A triangle is formed by randomly choosing three distinct points on the circumference of a circle and joining them. What is the probability that the formed triangle is an acute triangle?
This question has already been answered (see) as 3/4.
My question is what is the flaw in Lewis' original solution (see)? This solution considers the shaded area outside the circle formed from two sides (shown in the figure) and gives different probabilities depending on which side is chosen.
I think that you didn't read carefully enough. Lewis Carroll is actually solving a different problem -- the probability that a random triangle is acute, not the probability that a random triangle whose vertices lie on a particular circle is acute.
You might want to consider the following apparent conundrum: if you pick 3 points in the plane, there's always a circle passing through them (unless they're collinear, which is a probability-zero event). So if we were considering that circle in the problem you stated, the probability that the triangle would be acute would be $\frac34$. But what Carroll observed was that this probability was zero. What's going on???

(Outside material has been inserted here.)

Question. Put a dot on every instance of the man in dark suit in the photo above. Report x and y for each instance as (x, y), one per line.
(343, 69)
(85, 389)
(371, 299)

BTW, Carroll's logic is a little suspect: he says that the great preponderance of points is outside the narrow shaded strip in Figure 1. But is the great preponderance of chosen points outside that strip? You might argue that by some sort of "equal areas give equal probabilities" argument it clearly is. Unfortunately, there's no probability distribution on the plane that gives equal probabilities to equal areas (and indeed, there's nothing corresponding to it on the real line, either). So Carroll's argument, although clever, misses out on a subtely.